Demonstrating against Azerbaijani aggression: Belgium
Diaspora for Artsakh

Demonstrating against Azerbaijani aggression: Belgium

Maria Hakobjanyan, active member of the Armenian community of Belgium, tells about activies related to the Artsakh war in Brussels and other cities. 

Text: Viktorya Muradyan



“The Armenian community in Brussels has been very active and involved in this movement since the beginning of the war. We were in contact with the Embassy and also the police.  Being in the heart of Europe and having all European Institutions so close we were eager to show them the truth and to raise awareness about what was happening in Artsakh. I have been living in Belgium for 20  years and it was the first time when I saw so many people trying to help or take part in our activities. The structure and equipment was provided by the Committee or Associations, but there was a huge number of people from all over Belgium and surrounding countries who were trying to help. There were different working groups organized among us, based on activity and we were in permanent contact together. Only 3 days after the Azerbaijani army attacked Artsakh, on the 1st of October we organized our first manifestation in front of the European Union External Actions building and the European Council building. On 7th October while the European Parliament was discussing the question of Nagorno Karabakh and Azerbaijan we had our Pan-European manifestation, which gathered participants coming from France, Germany, the Netherlands and Spain. We were more than 5000 people. Different deputies and parliamentarians like François Alfonsi, Peter Van Dalen, Andre du Bus, Georges Dallemagne, the Minority representatives in Belgium , like Yézidis of ’Europe, Syriac, Arameeans in Belgium, Chaldean Church, Committee of Armenians in France, the Netherlands and Germany, were speaking at our demonstrations.
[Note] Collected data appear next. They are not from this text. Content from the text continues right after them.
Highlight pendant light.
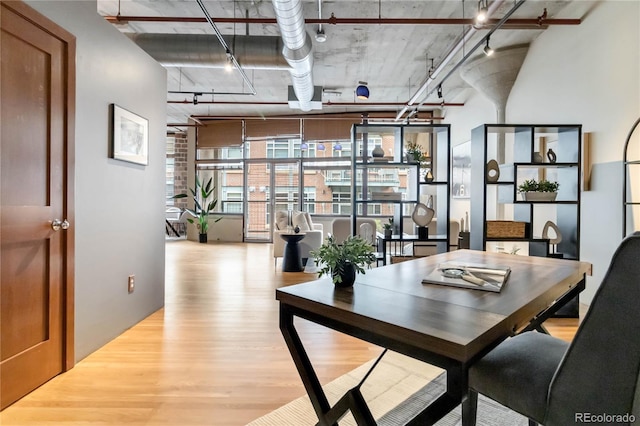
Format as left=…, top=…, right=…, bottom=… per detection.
left=356, top=82, right=370, bottom=100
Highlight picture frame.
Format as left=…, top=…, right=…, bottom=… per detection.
left=451, top=141, right=471, bottom=198
left=110, top=104, right=149, bottom=165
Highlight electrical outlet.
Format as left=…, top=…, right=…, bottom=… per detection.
left=128, top=275, right=135, bottom=294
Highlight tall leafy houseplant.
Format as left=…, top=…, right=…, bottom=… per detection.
left=310, top=235, right=376, bottom=287
left=173, top=175, right=221, bottom=243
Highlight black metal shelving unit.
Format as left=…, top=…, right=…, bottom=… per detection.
left=470, top=124, right=582, bottom=317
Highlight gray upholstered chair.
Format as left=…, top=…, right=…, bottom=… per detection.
left=462, top=232, right=640, bottom=426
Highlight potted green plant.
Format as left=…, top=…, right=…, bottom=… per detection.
left=518, top=179, right=560, bottom=202
left=310, top=235, right=377, bottom=287
left=382, top=217, right=393, bottom=238
left=173, top=175, right=221, bottom=243
left=405, top=140, right=429, bottom=164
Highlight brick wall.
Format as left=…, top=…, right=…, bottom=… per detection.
left=169, top=133, right=188, bottom=209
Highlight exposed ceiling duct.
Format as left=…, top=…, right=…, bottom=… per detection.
left=128, top=33, right=290, bottom=70
left=272, top=0, right=317, bottom=112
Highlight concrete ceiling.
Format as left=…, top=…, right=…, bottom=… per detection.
left=96, top=0, right=582, bottom=128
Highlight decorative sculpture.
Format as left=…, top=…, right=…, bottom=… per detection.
left=412, top=202, right=435, bottom=240
left=486, top=159, right=500, bottom=182
left=542, top=220, right=562, bottom=254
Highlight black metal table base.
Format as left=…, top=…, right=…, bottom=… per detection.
left=279, top=305, right=467, bottom=426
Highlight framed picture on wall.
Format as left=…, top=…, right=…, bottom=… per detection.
left=452, top=141, right=471, bottom=198
left=110, top=104, right=149, bottom=165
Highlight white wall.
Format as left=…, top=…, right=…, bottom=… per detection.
left=26, top=1, right=167, bottom=360
left=445, top=1, right=640, bottom=304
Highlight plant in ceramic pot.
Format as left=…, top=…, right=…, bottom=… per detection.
left=310, top=235, right=377, bottom=287
left=518, top=179, right=560, bottom=202
left=173, top=175, right=221, bottom=243
left=382, top=217, right=393, bottom=238
left=405, top=140, right=430, bottom=166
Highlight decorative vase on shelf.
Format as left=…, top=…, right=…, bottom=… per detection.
left=199, top=233, right=208, bottom=243
left=547, top=148, right=557, bottom=163
left=372, top=145, right=384, bottom=158
left=424, top=169, right=434, bottom=183
left=533, top=152, right=543, bottom=163
left=384, top=229, right=392, bottom=238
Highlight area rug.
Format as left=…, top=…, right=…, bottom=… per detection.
left=247, top=351, right=528, bottom=426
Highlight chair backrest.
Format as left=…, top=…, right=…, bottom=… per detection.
left=331, top=217, right=377, bottom=244
left=359, top=222, right=375, bottom=245
left=545, top=232, right=640, bottom=425
left=166, top=207, right=181, bottom=221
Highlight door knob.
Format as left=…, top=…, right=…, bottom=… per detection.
left=51, top=219, right=70, bottom=231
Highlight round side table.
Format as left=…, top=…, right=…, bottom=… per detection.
left=280, top=233, right=306, bottom=272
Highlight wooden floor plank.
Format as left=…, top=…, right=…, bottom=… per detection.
left=0, top=241, right=580, bottom=425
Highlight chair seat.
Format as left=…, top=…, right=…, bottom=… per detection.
left=469, top=332, right=569, bottom=424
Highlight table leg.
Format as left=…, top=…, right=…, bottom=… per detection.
left=405, top=363, right=466, bottom=426
left=279, top=305, right=336, bottom=426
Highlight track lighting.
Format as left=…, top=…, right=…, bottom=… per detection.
left=192, top=93, right=199, bottom=105
left=315, top=28, right=327, bottom=42
left=437, top=85, right=443, bottom=99
left=224, top=49, right=233, bottom=73
left=476, top=0, right=488, bottom=24
left=484, top=37, right=494, bottom=56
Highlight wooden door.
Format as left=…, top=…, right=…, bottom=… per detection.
left=0, top=1, right=75, bottom=409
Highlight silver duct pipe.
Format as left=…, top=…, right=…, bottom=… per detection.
left=128, top=34, right=290, bottom=70
left=272, top=0, right=315, bottom=111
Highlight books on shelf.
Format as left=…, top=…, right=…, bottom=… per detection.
left=421, top=262, right=511, bottom=292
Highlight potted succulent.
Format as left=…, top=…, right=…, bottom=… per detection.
left=173, top=175, right=221, bottom=243
left=383, top=217, right=393, bottom=238
left=310, top=235, right=377, bottom=287
left=518, top=179, right=560, bottom=202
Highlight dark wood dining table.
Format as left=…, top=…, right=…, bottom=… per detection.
left=276, top=249, right=591, bottom=425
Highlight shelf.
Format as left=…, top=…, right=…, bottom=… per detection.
left=419, top=180, right=448, bottom=185
left=356, top=199, right=416, bottom=204
left=513, top=162, right=579, bottom=168
left=356, top=161, right=415, bottom=167
left=487, top=181, right=515, bottom=185
left=514, top=200, right=578, bottom=205
left=486, top=237, right=550, bottom=242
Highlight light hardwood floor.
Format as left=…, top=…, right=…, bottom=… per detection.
left=0, top=241, right=581, bottom=425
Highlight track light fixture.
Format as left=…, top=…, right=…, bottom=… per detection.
left=224, top=49, right=233, bottom=73
left=192, top=93, right=199, bottom=105
left=476, top=0, right=488, bottom=24
left=315, top=28, right=327, bottom=42
left=484, top=37, right=494, bottom=56
left=437, top=85, right=443, bottom=99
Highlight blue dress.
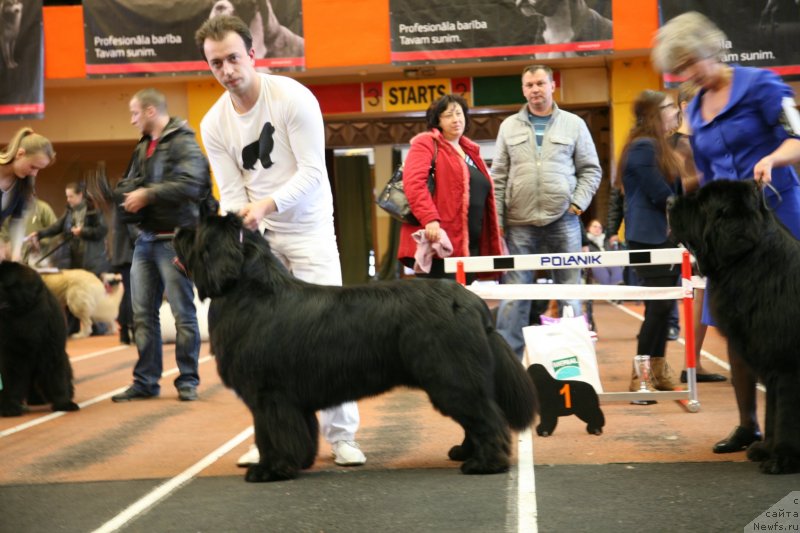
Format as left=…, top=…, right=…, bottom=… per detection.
left=688, top=65, right=800, bottom=324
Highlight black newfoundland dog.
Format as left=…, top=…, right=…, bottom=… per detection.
left=0, top=262, right=79, bottom=416
left=174, top=214, right=537, bottom=482
left=668, top=179, right=800, bottom=474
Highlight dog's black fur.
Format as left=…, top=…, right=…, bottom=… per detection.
left=527, top=364, right=604, bottom=437
left=669, top=179, right=800, bottom=474
left=0, top=262, right=79, bottom=416
left=174, top=214, right=537, bottom=482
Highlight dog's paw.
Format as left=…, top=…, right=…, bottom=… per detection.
left=759, top=455, right=800, bottom=475
left=244, top=463, right=297, bottom=482
left=746, top=441, right=771, bottom=462
left=586, top=426, right=603, bottom=436
left=1, top=403, right=25, bottom=417
left=52, top=401, right=80, bottom=412
left=461, top=457, right=510, bottom=475
left=536, top=424, right=554, bottom=437
left=447, top=444, right=471, bottom=462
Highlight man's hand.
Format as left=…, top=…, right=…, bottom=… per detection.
left=71, top=226, right=82, bottom=237
left=240, top=197, right=277, bottom=231
left=123, top=188, right=150, bottom=213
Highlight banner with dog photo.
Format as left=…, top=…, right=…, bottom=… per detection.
left=658, top=0, right=800, bottom=78
left=390, top=0, right=613, bottom=65
left=0, top=0, right=44, bottom=120
left=82, top=0, right=305, bottom=77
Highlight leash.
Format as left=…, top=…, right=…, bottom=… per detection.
left=757, top=180, right=782, bottom=212
left=30, top=236, right=70, bottom=267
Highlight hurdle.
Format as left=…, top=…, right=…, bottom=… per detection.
left=444, top=248, right=701, bottom=412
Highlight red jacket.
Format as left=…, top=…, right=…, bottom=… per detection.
left=397, top=129, right=503, bottom=271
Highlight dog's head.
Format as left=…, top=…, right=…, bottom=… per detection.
left=668, top=180, right=767, bottom=276
left=0, top=261, right=44, bottom=313
left=174, top=213, right=248, bottom=300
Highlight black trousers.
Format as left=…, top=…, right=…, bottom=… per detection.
left=635, top=272, right=680, bottom=358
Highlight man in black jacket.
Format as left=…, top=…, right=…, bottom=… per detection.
left=112, top=88, right=213, bottom=403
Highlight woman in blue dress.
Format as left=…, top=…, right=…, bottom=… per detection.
left=653, top=11, right=800, bottom=454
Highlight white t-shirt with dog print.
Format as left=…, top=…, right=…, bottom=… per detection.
left=200, top=73, right=333, bottom=235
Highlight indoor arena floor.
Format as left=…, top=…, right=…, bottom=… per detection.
left=1, top=300, right=798, bottom=533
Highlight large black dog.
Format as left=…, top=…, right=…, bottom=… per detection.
left=0, top=262, right=79, bottom=416
left=669, top=179, right=800, bottom=474
left=174, top=214, right=537, bottom=482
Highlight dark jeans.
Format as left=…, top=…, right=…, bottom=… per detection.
left=130, top=233, right=200, bottom=395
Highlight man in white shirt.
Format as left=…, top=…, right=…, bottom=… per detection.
left=195, top=15, right=365, bottom=468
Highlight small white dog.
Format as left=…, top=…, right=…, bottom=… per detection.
left=41, top=270, right=124, bottom=339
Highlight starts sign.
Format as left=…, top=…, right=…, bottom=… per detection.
left=370, top=78, right=473, bottom=113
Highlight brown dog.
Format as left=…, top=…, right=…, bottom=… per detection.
left=41, top=269, right=123, bottom=339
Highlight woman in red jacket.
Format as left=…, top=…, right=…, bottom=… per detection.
left=398, top=94, right=503, bottom=280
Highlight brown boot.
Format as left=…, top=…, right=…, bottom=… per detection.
left=651, top=357, right=680, bottom=391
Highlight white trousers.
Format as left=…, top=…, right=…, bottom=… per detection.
left=264, top=228, right=361, bottom=443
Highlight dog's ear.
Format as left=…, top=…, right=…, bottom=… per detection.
left=189, top=214, right=246, bottom=299
left=700, top=182, right=763, bottom=271
left=0, top=263, right=44, bottom=311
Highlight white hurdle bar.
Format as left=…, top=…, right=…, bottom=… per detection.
left=444, top=248, right=701, bottom=412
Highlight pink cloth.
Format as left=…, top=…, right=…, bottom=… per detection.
left=411, top=229, right=453, bottom=274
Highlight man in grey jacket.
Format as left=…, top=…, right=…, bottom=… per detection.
left=492, top=65, right=601, bottom=360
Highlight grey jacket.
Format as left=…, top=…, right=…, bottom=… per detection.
left=492, top=103, right=601, bottom=228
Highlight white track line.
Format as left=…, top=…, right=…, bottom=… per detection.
left=70, top=345, right=130, bottom=363
left=516, top=428, right=537, bottom=533
left=0, top=355, right=214, bottom=439
left=91, top=426, right=254, bottom=533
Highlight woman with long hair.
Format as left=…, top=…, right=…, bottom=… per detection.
left=0, top=127, right=56, bottom=261
left=616, top=89, right=683, bottom=399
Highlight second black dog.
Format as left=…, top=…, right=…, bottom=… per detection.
left=0, top=262, right=79, bottom=417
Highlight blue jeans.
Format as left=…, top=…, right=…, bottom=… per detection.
left=496, top=213, right=583, bottom=360
left=130, top=233, right=200, bottom=395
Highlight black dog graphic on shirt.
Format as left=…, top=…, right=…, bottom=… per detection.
left=242, top=122, right=275, bottom=170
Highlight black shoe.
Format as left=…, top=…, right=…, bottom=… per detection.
left=713, top=426, right=762, bottom=454
left=680, top=370, right=728, bottom=383
left=112, top=386, right=156, bottom=403
left=667, top=326, right=680, bottom=341
left=177, top=386, right=198, bottom=402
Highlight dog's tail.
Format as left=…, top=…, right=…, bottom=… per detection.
left=489, top=330, right=538, bottom=430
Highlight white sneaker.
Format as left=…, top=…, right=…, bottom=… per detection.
left=236, top=444, right=259, bottom=467
left=331, top=440, right=366, bottom=466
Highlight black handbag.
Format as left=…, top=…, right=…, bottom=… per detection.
left=376, top=143, right=437, bottom=225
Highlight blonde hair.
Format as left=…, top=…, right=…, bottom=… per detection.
left=677, top=81, right=700, bottom=106
left=651, top=11, right=728, bottom=73
left=0, top=127, right=56, bottom=166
Our goal was to seek for the Recognition of Artsakh, to stop the Turkish involvement in the Nagorno Karabakh conflict, to stop the Azerbaijani aggression.

When the European Parliament voted for neutrality, our participants closed the area in front of the European Council and European Commission Berlaymont building in a peaceful protest, blocking all the roads that gave access to the city. Despite the high number of participants, there were no aggressive or provocative actions. Some of us also came up with the idea of Silent Flash Mobs, inspired by  the Covid restrictions. All conditions of masks and distancing were respected. 


With the Committee of Armenians, I organized 2 silent protests, one in front the European Parliament, the other in front of the Opera, which is a very animated area in Brussels. The first demonstration’s objective was to draw the attention of the European deputies, the second was more about informing the population. We distributed more than 100 flyers. In total, we have been able to mobilize around 8000 people during more than 10 rallies, campaigns, protests and flash mobs. I’ve met amazing Armenians during the last month and we can’t wait to celebrate victory together.”